When the Schencks’ son, Sandy, was 15 years old, he spent a summer at Flintlock as a camp aid. Bill Ross told Sandy he wasn’t worth the $10 a week he was paying him because he ate so much! While hiking all over his family’s land that summer, Sandy began to imagine a summer camp there. It was a dream he held onto for many years.

Around 1987, the Rice family decided to cancel the lease on the Flintlock site, and Bill and Bootie were forced to close the camp. Little did Bill know that his once-upon-a-time Flintlock camp aid, Sandy, was contemplating leaving his job to start a summer camp on his family land and that Flintlock would live on in this new camp.

Green River Preserve Summer Camp (1988)

My husband, Sandy Schenck, and I both fell in love with summer camps when we were teenagers and dreamed of one day owning our own camp. In 1987, Sandy left a career in the business world to fulfill his lifelong ambition of sharing the magic of the Green River Valley with children through an innovative natural science summer camp. As the newest summer camp in the valley, it would need to be a camp unlike any other. In 1953, Sandy’s parents, Laurie and Alex Schenck, purchased 3,400 acres, now called the Green River Preserve, as a place to spend weekends and summers fishing, hiking and exploring. It was the perfect setting for his camp vision and a place, as our mission states, “to inspire environmental stewards through a joyful connection to nature.”

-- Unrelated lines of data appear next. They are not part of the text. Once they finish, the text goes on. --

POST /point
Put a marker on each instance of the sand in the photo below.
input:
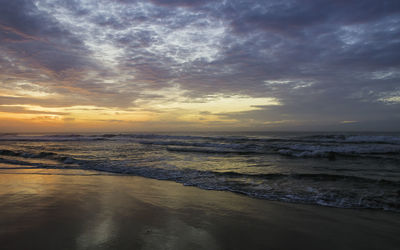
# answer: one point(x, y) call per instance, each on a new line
point(68, 209)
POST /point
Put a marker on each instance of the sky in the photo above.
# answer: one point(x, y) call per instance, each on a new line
point(181, 65)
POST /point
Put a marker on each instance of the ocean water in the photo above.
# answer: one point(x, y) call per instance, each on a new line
point(349, 170)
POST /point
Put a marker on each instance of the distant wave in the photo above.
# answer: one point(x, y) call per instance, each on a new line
point(313, 188)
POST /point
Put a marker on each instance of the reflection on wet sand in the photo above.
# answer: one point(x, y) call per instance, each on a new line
point(68, 209)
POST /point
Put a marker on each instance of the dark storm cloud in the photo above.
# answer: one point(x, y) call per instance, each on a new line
point(324, 60)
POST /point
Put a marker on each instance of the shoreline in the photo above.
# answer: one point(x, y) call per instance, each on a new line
point(77, 209)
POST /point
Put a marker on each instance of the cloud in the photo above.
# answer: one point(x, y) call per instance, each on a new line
point(323, 61)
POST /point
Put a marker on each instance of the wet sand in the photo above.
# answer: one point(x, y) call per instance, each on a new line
point(68, 209)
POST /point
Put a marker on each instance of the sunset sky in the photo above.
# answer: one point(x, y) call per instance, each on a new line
point(126, 65)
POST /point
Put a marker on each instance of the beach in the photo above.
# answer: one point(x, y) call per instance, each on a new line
point(77, 209)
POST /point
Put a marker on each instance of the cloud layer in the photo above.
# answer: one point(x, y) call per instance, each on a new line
point(298, 64)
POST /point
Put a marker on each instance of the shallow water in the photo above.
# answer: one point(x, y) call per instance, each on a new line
point(352, 170)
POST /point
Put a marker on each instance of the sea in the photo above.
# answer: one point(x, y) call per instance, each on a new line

Sky Valley Pioneer Camp and Flintlock Camps were adjacent to the Schenck family land and had both closed. Sandy immediately engaged their former directors, Bill Ross and Bo Perry, to help with the building of the initial camp facilities and programs. Their wisdom and knowledge were worth their weight in gold. Hiking, the main activity of these previous camps, was melded into the creation of Green River Preserve’s schedule and continues to be the hallmark of our camp program today.

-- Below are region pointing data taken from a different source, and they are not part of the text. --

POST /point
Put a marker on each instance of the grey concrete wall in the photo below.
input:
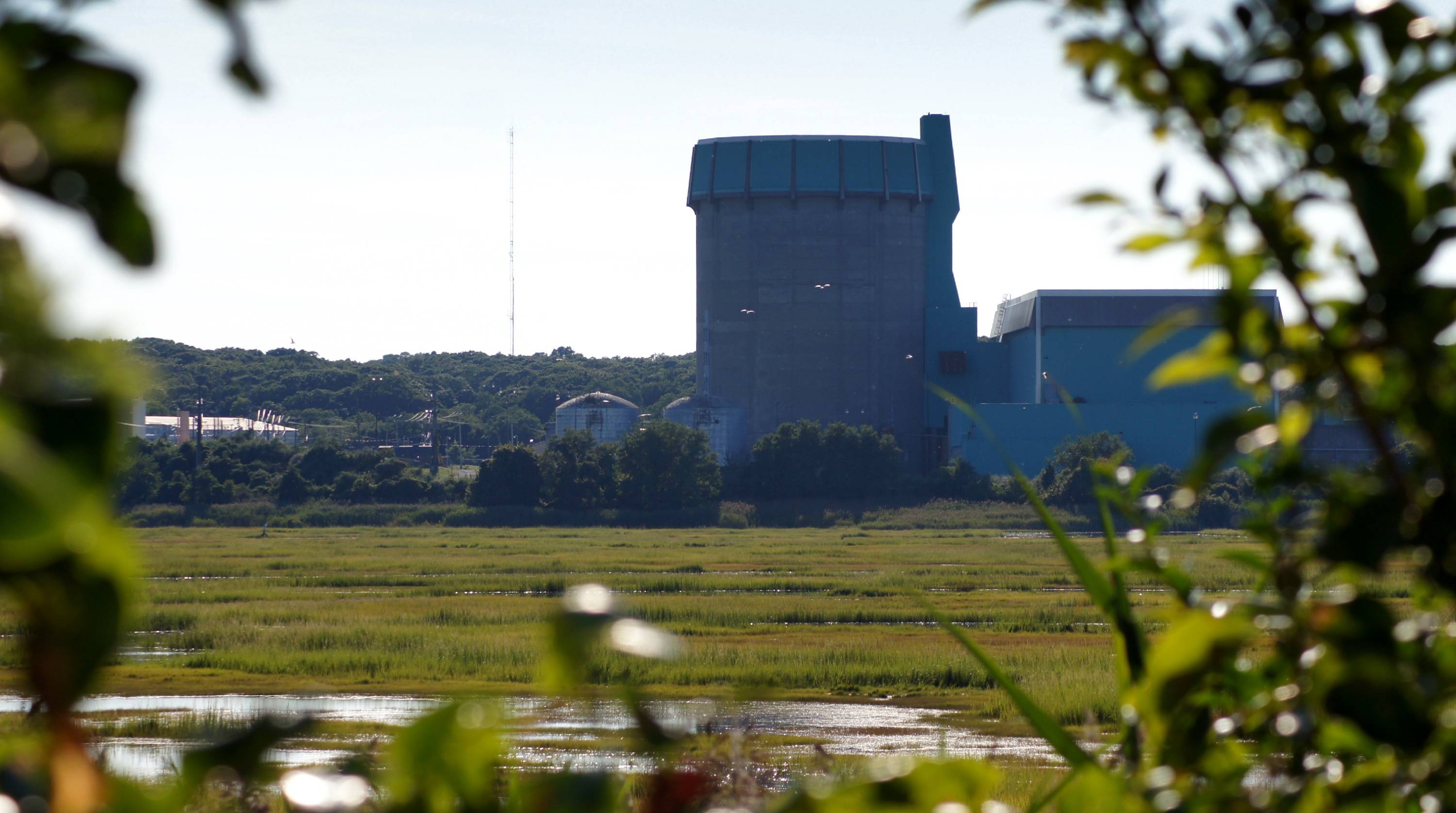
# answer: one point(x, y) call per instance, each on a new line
point(806, 353)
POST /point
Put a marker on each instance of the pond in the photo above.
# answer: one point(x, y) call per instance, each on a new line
point(541, 729)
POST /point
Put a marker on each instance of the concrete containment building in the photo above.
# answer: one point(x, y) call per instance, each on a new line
point(727, 425)
point(825, 293)
point(605, 415)
point(817, 261)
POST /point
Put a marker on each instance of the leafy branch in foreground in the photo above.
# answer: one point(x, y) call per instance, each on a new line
point(1309, 693)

When Sandy and I married, Green River Preserve was nine years old. Timing was perfect for growing our programs that now include environmental education options for schools and high school expedition and backpacking trips. Several years ago, we passed the torch to the next generation, and daughter Anne Izard Mead and her husband, Stephen, now serve as the camp directors. In 2017, daughter Catherine Schenck, joined the team as director of SEE, the school of environmental education.

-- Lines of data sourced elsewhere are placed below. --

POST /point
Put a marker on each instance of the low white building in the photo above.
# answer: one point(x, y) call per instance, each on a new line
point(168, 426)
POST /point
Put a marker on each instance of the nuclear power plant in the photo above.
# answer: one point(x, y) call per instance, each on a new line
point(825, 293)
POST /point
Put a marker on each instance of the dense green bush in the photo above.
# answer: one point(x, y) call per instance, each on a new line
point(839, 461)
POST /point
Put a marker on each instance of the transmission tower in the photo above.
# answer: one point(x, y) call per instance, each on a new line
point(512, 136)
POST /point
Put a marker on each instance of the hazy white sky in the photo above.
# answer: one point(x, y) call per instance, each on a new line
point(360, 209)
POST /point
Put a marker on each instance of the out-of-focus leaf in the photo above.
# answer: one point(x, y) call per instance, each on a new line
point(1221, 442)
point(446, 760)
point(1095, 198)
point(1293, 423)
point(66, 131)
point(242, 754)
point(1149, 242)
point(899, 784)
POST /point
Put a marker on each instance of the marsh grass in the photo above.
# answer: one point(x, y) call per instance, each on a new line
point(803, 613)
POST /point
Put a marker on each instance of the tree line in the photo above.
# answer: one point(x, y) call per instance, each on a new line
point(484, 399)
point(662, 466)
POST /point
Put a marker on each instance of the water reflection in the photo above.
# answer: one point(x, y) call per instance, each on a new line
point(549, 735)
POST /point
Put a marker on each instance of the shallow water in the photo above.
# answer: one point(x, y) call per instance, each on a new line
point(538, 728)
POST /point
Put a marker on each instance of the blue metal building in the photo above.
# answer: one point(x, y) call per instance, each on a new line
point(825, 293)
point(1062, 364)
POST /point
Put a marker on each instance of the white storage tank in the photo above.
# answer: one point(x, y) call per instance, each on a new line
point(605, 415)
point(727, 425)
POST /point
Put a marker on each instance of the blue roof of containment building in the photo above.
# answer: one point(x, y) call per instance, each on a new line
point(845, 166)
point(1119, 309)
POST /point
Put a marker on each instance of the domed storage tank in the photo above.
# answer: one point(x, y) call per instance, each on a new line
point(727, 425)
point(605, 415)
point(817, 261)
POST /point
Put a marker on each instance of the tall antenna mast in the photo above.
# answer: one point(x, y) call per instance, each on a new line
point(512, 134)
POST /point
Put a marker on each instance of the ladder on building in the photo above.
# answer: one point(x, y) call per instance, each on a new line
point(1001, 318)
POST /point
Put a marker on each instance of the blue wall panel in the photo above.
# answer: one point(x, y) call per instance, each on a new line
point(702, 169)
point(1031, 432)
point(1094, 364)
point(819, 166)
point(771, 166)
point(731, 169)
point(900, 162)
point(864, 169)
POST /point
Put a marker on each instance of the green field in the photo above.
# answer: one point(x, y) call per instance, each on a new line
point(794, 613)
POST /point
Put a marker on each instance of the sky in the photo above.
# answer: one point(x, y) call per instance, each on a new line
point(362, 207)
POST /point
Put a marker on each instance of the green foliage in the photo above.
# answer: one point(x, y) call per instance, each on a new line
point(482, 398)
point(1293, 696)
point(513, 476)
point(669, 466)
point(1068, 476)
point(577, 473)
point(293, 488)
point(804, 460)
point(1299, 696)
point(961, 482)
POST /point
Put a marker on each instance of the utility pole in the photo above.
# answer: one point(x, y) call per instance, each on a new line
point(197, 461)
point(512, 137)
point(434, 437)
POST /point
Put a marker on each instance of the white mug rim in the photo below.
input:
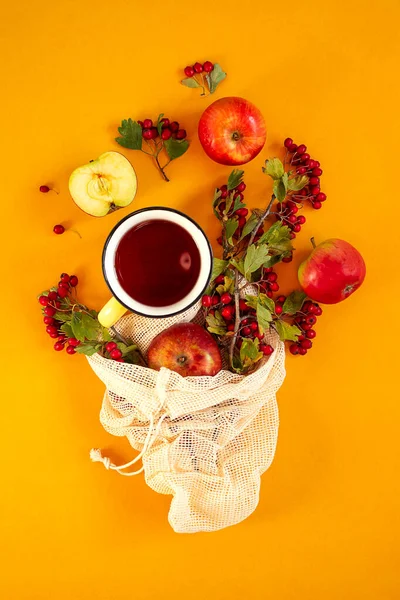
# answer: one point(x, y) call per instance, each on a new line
point(164, 309)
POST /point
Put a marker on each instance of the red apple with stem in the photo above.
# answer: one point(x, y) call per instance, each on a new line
point(232, 131)
point(187, 349)
point(332, 272)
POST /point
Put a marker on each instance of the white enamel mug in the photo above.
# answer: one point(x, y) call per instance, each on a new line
point(121, 301)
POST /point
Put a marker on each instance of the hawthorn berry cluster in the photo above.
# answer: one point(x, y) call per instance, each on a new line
point(51, 301)
point(305, 165)
point(305, 319)
point(168, 129)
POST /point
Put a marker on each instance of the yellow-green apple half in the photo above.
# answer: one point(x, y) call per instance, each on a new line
point(187, 349)
point(232, 131)
point(332, 272)
point(103, 185)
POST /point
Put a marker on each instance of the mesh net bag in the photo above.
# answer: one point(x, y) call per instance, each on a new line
point(204, 440)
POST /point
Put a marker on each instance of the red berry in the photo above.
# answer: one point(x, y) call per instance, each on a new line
point(62, 292)
point(317, 172)
point(307, 344)
point(226, 298)
point(166, 134)
point(181, 134)
point(208, 66)
point(110, 346)
point(147, 134)
point(189, 71)
point(226, 313)
point(242, 212)
point(267, 349)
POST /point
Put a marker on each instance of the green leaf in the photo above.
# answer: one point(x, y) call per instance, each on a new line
point(279, 190)
point(215, 77)
point(274, 168)
point(234, 179)
point(230, 228)
point(267, 302)
point(294, 302)
point(175, 148)
point(286, 331)
point(264, 318)
point(159, 123)
point(77, 327)
point(238, 264)
point(251, 224)
point(131, 133)
point(88, 348)
point(297, 183)
point(67, 329)
point(255, 257)
point(190, 82)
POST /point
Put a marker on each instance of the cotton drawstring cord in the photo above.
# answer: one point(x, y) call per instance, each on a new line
point(96, 456)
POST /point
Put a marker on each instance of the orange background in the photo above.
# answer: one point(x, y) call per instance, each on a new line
point(325, 73)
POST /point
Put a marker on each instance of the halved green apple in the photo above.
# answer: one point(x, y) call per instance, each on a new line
point(103, 185)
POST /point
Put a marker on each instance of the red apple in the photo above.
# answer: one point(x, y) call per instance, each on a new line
point(232, 131)
point(187, 349)
point(332, 272)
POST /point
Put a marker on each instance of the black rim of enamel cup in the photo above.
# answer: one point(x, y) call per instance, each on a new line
point(110, 235)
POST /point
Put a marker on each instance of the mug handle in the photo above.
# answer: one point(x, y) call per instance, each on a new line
point(111, 313)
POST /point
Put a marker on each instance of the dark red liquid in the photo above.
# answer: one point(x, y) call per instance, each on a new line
point(157, 263)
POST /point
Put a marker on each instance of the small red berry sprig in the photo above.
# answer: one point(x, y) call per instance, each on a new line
point(164, 137)
point(305, 165)
point(206, 76)
point(76, 328)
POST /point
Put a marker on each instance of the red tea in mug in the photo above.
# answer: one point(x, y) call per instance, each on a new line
point(157, 263)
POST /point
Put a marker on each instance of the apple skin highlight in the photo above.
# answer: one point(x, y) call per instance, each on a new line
point(333, 271)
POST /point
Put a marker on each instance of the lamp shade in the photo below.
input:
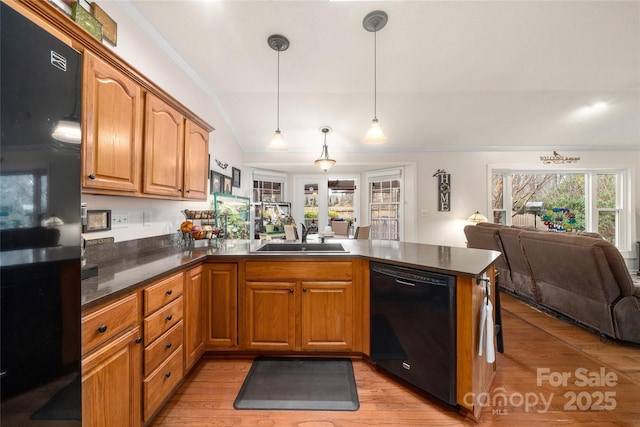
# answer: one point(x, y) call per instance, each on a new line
point(477, 217)
point(324, 161)
point(277, 142)
point(375, 135)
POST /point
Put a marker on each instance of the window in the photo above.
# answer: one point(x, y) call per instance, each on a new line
point(267, 188)
point(340, 199)
point(385, 204)
point(564, 201)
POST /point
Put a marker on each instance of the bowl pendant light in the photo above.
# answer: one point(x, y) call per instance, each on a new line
point(324, 161)
point(374, 22)
point(278, 43)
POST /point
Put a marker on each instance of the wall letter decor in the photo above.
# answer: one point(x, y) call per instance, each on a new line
point(444, 190)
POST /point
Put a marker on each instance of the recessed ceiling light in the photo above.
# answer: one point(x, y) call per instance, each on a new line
point(588, 111)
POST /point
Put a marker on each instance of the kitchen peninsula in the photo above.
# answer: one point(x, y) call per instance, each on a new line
point(162, 310)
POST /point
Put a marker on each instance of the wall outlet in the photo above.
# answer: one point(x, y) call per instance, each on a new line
point(146, 219)
point(119, 219)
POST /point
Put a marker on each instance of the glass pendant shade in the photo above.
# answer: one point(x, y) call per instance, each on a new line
point(375, 135)
point(277, 142)
point(324, 161)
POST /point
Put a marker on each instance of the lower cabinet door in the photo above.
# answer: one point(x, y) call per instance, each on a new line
point(111, 378)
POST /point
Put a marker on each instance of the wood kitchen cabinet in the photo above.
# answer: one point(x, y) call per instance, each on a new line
point(163, 339)
point(196, 162)
point(301, 306)
point(194, 319)
point(163, 149)
point(112, 118)
point(111, 365)
point(220, 282)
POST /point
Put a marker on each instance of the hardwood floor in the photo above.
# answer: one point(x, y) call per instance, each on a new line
point(533, 341)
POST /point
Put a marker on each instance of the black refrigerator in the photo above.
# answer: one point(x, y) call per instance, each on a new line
point(40, 226)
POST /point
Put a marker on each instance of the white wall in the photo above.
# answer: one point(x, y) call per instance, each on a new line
point(423, 223)
point(145, 55)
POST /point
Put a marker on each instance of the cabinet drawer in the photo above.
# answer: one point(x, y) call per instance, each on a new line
point(162, 320)
point(105, 323)
point(163, 292)
point(163, 380)
point(162, 348)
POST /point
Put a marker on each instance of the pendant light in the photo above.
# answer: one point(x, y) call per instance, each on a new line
point(324, 161)
point(374, 22)
point(278, 43)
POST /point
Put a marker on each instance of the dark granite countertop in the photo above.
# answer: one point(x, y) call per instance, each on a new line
point(117, 278)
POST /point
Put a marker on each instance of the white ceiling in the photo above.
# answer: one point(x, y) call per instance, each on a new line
point(452, 75)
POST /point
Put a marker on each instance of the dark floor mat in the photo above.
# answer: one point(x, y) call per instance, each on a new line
point(64, 405)
point(299, 384)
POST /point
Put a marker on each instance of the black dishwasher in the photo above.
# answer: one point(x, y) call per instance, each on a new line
point(413, 327)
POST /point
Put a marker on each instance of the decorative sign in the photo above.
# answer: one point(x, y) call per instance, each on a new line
point(558, 159)
point(444, 190)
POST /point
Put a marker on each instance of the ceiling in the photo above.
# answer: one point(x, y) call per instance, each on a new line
point(451, 75)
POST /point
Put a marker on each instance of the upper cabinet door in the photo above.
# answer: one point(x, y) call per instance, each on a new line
point(163, 149)
point(112, 117)
point(196, 162)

For generations, summer camps have been a tradition in the lives of thousands of children. There are many, many good reasons to go to camp — mostly, it is one of the best investments in youth development parents can make today. Packing a camp trunk is an annual spring ritual in our house and a sure sign that it is almost summer. Lists are made, old camp T-shirts and uniforms washed and various knickknacks collected. This will be my 60th summer to pack my camp trunk and one I eagerly look forward to after a camperless 2020. Everyone in my family finds that going away to camp continues to be the best summer adventure there is. It is a tradition that will happily carry on for generations to come.

Missy Craver Izard was born and raised in Charleston, South Carolina. She resides in Flat Rock, North Carolina, with her husband, Sandy Schenck, where their family runs a summer camp.